The OP does not represent black fans, but he does represent a small few who can sometimes be the loudest ones in the room. He made it clear in his post that he see's Loma as a "White hype" and only being praised because he is in fact White. Like i said, he is the first one on this site to bash Loma like that. Youtube does in fact have quite a lot of "Pro Black" boxing channels and they seem to always go after the non black fighters who are receiving praise. With that said, there are also flat out Anti Black boxing fans as well, I could understand people not liking Floyd or Broner due to the cockyness but when they are shitting on guys like Spence, Porter, Davis ect. then there is no excuse being that these are some of the nicest well spoken guys in boxing and are very entertaining while in the ring as well.


----------



## ShinyDiscoBall (Apr 10, 2015)

bballchump11 said:


> It's sad black fans are the only ones who ever get accused of this. Mexican, Puerto Rican, Cubans, British and Russians support the hell out of their fighters, and I respect that. I can't speak for the OP, but you decided to make him the representative of a whole race. So I can say that I like a certain style of fighter. I like thinkers and I also like brash guys outside the ring.
> 
> Shit my favorite UFC fighters currently (not counting washed up Anderson Silva) are McGregor, Wonder Boy and Jon Jones in that order.


don't know if you're black, but if you are, it's sad when black people feel they have to prove that just because they're black doesn't mean they have to favor a black fighter...and as far as me "representing the whole race," i think 99.99% of black people who knew or cared about boxing would agree that it's a slap in the face for a relatively unproven guy like lomachenko to be ranked #1 pfp above ward, terrence crawford, spence, thurman and a whole lotta other guys who have done far more in the sport...very reminiscent of the cooney-holmes situation way back.


----------



## Medicine (Jun 4, 2013)

ShinyDiscoBall said:


> how exactly am i racist?....go ahead and spell it out for me. You can't because you know you're fulla sht. saying loma is overhyped is not racist...you people look for racism everywhere it's not.


"boxing is so starved or a white or euro or any thing other than an african american or afro latino start...it's fkin pathetic."

I will take your word for it that you are not a racist, but lets be for real, comments like the one above can lead people to think you are.


----------



## ShinyDiscoBall (Apr 10, 2015)

Bogotazo said:


> Marriaga is a solid fighter. If he landed sneaky shots here and there it was because he has great timing and Loma isn't infallible, not because Loma has some glaring weakness.


after the fight loma admitted his glaring weaknesses...specifically his inadequate defense...bottomline, he's far from a great, special fighter.


----------



## Bogotazo (May 17, 2013)

ShinyDiscoBall said:


> after the fight loma admitted his glaring weaknesses...specifically his inadequate defense...bottomline, he's far from a great, special fighter.


He's not far from special because he demonstrates incredible skill against top opponents with a very short time in pro boxing after a historic amateur career.
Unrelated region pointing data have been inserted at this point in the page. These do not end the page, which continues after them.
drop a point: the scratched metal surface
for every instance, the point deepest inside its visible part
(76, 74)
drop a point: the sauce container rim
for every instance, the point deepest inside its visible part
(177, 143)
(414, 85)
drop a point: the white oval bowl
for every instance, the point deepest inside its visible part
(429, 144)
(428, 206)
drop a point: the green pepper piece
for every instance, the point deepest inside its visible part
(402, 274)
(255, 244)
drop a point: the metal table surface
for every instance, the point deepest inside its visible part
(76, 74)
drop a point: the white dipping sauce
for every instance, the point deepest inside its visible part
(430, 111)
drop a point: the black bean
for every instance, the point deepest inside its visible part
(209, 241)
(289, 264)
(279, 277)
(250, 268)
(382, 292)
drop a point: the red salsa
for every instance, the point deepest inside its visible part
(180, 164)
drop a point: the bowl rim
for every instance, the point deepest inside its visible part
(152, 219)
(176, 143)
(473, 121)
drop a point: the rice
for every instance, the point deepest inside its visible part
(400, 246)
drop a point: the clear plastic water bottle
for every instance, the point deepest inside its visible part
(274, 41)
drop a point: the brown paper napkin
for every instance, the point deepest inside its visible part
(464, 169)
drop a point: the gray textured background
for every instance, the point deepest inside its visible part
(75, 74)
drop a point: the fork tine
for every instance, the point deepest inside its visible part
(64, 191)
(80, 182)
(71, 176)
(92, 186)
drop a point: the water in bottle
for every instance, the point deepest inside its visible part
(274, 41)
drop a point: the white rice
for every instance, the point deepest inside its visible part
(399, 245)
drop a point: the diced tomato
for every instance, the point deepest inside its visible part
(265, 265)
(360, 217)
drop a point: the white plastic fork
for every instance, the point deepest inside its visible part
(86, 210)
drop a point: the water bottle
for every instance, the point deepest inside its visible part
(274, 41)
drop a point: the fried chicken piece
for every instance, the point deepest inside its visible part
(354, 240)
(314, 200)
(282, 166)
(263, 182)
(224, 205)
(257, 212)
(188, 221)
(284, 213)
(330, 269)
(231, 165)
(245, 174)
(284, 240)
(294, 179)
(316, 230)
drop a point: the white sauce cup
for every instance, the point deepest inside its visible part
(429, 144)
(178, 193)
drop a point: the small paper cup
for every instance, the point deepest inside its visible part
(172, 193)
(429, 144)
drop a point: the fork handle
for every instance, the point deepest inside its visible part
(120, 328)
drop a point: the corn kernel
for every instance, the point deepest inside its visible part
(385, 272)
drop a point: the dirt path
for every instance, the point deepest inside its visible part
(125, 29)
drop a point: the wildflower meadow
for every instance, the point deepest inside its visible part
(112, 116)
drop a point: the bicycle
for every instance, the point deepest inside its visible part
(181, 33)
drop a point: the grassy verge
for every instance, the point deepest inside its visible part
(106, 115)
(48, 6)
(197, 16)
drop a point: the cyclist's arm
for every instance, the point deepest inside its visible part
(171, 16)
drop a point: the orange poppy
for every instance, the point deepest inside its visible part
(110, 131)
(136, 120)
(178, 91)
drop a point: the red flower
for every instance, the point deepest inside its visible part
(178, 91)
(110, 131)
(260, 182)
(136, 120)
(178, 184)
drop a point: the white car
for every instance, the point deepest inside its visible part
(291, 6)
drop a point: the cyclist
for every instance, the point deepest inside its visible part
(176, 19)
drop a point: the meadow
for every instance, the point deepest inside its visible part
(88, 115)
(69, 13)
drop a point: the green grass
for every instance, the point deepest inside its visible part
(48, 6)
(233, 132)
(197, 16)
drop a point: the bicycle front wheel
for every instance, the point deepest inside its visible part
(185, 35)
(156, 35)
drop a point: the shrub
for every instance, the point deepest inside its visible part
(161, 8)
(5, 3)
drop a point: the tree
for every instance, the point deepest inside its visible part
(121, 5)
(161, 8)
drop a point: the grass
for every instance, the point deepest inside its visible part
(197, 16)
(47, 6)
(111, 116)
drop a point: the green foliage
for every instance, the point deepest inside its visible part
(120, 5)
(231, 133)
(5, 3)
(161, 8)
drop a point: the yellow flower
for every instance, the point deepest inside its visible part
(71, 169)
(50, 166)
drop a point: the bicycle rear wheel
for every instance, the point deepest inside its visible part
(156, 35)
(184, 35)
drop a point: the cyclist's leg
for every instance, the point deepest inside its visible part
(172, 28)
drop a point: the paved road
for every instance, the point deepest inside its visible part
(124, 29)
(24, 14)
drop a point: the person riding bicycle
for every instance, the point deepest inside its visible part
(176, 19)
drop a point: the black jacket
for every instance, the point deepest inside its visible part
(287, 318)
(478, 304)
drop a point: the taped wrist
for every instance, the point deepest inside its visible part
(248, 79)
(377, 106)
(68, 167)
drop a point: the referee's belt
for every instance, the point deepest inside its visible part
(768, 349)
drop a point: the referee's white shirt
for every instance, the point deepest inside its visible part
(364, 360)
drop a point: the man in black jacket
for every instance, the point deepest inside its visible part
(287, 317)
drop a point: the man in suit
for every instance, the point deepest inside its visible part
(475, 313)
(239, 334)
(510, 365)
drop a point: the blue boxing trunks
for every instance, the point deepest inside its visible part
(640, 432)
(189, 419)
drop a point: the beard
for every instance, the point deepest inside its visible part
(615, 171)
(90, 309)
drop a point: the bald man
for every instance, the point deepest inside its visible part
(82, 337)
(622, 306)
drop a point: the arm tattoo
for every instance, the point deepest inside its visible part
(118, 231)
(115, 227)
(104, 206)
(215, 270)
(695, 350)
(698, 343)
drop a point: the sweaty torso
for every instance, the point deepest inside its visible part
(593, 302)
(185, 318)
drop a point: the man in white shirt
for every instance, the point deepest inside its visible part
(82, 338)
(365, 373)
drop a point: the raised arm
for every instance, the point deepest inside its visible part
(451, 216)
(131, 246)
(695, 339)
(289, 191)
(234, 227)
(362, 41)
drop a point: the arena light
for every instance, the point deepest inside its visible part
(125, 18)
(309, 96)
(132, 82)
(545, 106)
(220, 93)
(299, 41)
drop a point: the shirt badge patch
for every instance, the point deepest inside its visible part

He is objectively statistically special.


----------



## ShinyDiscoBall (Apr 10, 2015)

Medicine said:


> "boxing is so starved or a white or euro or any thing other than an african american or afro latino start...it's fkin pathetic."
> 
> I will take your word for it that you are not a racist, but lets be for real, comments like the one above can lead people to think you are.


so, you're saying it's not true....boxing is not starved for a white, euro, non-black star...is that what you're telling me? that my perceptions are wrong and that they statement i made is false? please come out and say that it's not true and that boxing doesn't care what color a fighter is...


----------



## ShinyDiscoBall (Apr 10, 2015)

Flea Man said:


> No, I'm not saying what you think I'm saying.
> 
> What is clear though is that you cannot read, have no analytical ability in the slightest, and are generally thick as pigshit.
> 
> End your own life. Thanks.


i've given you two chances to explain your comments...i'm starting to wonder if even you know what you're talking about.


----------



## mrtony80 (Jun 8, 2013)

ShinyDiscoBall said:


> i actually agree with the last two-thirds of your post...that's kinda how i saw it too..i MUST be pretty stupid if you and me saw it the same way.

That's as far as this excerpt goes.